Maybe if it was a bit safer, more folks would get on, and enjoy it.
Curve Like Her 5.9 (+ in modern rating) 3 pitches
First pitch slightly awkward ramp to short fist crack
Second pitch- a manky pin protected a thin face traverse
a (now better) bolt protects somewhat runout face.
Third pitch- Some undercling, and an arete
we left this one for flavor- there's a gear placement nearby
The top anchor- before
rap- angling to 'cornhole' anchor- replaced one bolt, and double rope rap to ground, although you can probably do it with one rope and intermediate anchor.
While we were in the process, another party came up and climbed the route. They said they saw us, & heard the drilling. I guess this confirms the adage: "If you rebolt it, they will come."
Anyway, it's pretty safe now- check it out.
Second project: 'Trilogy'- Harlequin Dome
First pitch- cracks in a shallow corner. On the stiff side of 5.8 I thought, to moderate cracks.
Second pitch- moderate cracks to the base of slab
Third pitch- friction following a dike past 4 bolts. Says 5.9 and .10b in the book, but I whipped off the '5.9' section multiple times, and the .10b a couple, so I'd give it .10c.
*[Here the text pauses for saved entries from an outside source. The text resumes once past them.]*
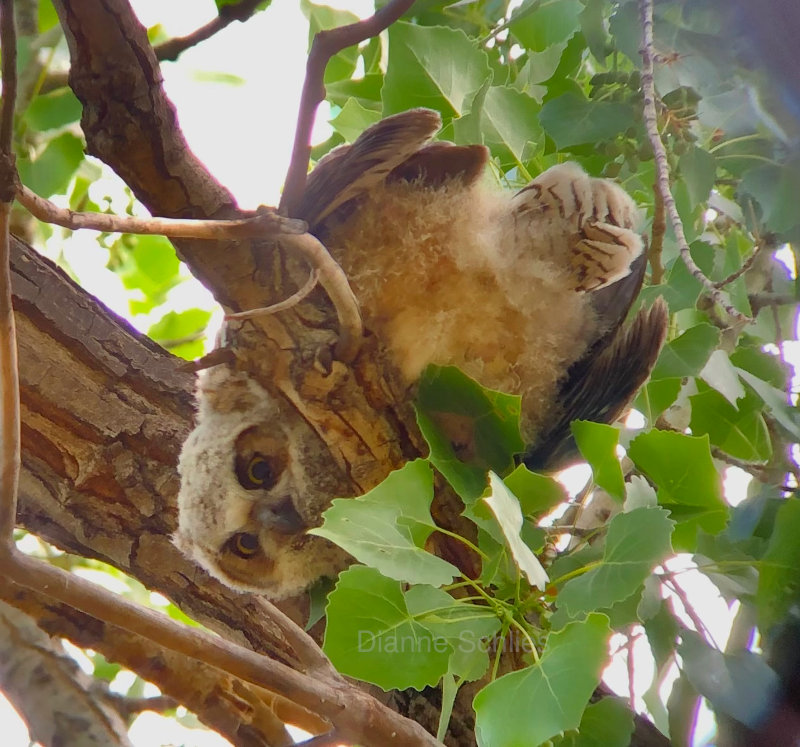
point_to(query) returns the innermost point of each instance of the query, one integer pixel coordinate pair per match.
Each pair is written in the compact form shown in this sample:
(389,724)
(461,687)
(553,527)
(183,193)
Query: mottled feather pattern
(525,292)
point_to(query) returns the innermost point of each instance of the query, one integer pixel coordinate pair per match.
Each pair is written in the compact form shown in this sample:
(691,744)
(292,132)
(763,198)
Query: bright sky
(243,133)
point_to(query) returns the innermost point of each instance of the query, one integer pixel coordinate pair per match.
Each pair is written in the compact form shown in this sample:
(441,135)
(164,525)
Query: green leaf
(466,627)
(506,510)
(607,723)
(509,118)
(532,705)
(571,119)
(371,635)
(775,400)
(353,119)
(779,577)
(636,542)
(437,67)
(53,110)
(721,375)
(387,527)
(470,429)
(741,433)
(686,355)
(657,396)
(178,325)
(598,444)
(51,170)
(688,483)
(538,25)
(776,189)
(536,493)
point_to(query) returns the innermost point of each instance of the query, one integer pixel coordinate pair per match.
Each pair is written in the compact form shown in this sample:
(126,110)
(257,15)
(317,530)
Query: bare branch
(354,714)
(657,237)
(172,49)
(662,167)
(325,45)
(9,374)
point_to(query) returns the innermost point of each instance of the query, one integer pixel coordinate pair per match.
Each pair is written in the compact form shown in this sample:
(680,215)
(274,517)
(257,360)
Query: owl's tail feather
(600,386)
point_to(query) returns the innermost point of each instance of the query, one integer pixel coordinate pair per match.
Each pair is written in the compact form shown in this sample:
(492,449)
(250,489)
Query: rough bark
(60,703)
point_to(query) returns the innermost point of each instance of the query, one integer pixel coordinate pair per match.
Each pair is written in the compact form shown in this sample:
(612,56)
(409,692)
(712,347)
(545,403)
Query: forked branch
(662,166)
(325,45)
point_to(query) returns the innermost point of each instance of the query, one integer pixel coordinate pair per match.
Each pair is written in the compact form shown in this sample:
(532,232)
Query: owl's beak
(279,516)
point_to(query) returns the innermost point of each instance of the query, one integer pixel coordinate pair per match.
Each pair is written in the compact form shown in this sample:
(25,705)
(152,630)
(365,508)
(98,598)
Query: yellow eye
(255,472)
(244,544)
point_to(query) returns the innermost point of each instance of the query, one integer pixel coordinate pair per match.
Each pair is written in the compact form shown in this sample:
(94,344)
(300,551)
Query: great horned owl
(525,292)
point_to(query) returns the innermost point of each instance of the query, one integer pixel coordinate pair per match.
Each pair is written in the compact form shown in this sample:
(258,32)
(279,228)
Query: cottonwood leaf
(687,480)
(467,627)
(533,705)
(775,400)
(432,66)
(635,543)
(686,355)
(607,723)
(371,635)
(387,527)
(720,373)
(742,432)
(571,119)
(506,510)
(597,443)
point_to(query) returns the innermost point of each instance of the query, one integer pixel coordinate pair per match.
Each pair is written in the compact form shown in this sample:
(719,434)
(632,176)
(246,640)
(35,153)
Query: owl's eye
(255,473)
(244,544)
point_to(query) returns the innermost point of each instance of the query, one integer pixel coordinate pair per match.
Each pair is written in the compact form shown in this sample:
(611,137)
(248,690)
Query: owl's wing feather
(392,149)
(600,386)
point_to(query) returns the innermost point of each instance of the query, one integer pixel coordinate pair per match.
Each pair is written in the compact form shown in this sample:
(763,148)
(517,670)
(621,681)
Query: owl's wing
(601,385)
(394,148)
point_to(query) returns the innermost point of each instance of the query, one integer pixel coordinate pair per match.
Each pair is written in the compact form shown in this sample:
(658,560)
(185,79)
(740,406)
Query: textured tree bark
(242,713)
(60,703)
(105,410)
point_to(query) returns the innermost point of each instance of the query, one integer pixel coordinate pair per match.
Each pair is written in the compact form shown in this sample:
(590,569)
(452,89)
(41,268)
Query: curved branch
(662,166)
(325,45)
(173,48)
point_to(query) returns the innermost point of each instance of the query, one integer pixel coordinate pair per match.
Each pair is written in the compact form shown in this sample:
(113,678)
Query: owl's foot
(598,216)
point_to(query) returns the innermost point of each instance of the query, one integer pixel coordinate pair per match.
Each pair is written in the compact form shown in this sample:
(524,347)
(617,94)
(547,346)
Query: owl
(525,292)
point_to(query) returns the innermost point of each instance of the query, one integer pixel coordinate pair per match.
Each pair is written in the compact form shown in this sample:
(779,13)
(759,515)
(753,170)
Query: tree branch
(325,45)
(241,11)
(662,166)
(9,375)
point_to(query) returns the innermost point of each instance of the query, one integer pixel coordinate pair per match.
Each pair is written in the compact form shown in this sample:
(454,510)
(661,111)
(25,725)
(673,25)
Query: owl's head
(251,486)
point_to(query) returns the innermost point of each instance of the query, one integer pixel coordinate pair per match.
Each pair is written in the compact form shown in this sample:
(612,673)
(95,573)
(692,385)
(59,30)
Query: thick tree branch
(325,45)
(60,703)
(241,11)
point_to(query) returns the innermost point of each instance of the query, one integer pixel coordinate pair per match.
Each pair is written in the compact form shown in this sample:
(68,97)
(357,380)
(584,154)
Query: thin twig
(173,48)
(662,166)
(266,223)
(333,279)
(325,45)
(9,374)
(287,303)
(657,237)
(355,715)
(746,265)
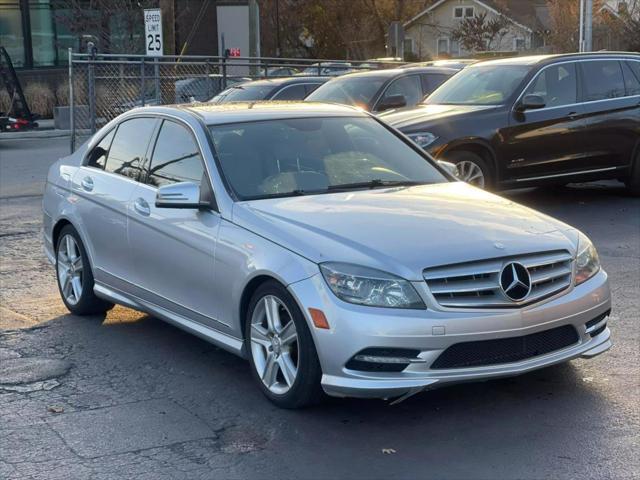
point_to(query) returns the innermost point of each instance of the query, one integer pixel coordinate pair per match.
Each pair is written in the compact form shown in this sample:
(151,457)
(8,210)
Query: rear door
(612,107)
(547,141)
(409,86)
(173,249)
(103,187)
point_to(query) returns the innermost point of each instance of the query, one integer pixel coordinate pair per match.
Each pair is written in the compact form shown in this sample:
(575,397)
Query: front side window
(315,155)
(291,92)
(126,155)
(176,157)
(98,156)
(357,91)
(486,85)
(602,80)
(557,85)
(243,93)
(409,87)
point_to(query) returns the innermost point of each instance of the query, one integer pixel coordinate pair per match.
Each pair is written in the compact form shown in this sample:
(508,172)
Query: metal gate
(102,86)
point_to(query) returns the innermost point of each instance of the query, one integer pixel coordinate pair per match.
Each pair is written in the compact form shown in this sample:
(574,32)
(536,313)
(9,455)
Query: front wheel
(281,351)
(472,168)
(75,278)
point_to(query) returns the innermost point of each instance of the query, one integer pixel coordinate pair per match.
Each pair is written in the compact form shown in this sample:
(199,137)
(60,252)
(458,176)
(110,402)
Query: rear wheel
(74,275)
(283,357)
(472,168)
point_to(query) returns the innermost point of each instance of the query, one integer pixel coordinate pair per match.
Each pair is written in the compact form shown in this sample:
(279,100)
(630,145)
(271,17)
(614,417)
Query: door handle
(87,183)
(141,206)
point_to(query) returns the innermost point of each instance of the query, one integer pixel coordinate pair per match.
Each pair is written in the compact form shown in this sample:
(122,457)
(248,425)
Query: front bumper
(355,328)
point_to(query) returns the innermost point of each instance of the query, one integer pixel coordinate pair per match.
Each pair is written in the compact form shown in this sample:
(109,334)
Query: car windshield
(357,91)
(279,158)
(243,93)
(481,85)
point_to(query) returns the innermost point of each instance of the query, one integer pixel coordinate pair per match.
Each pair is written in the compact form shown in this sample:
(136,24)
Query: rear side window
(176,157)
(310,87)
(291,92)
(431,81)
(557,84)
(631,80)
(98,156)
(602,80)
(129,146)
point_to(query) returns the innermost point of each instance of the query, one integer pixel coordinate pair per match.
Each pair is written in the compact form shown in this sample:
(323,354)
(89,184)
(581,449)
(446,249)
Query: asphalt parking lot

The Reid topo is not too accurate. Shares the (formerly 1 bolt) top anchor with 'Harlot'
Added 2 bolts to top anchor
Replacing the face bolts
The middle section of this climb is pretty low key, but the approach is short, and the scenery up top is great.
Potential new route- oddly, the camera wouldn't focus. Probably better that way.
So besides swimming, beer drinking, etc. that was the deal. Thanks to ASCA and the SAR guys for a bunch of bolts, and to the mountain spirits for having us.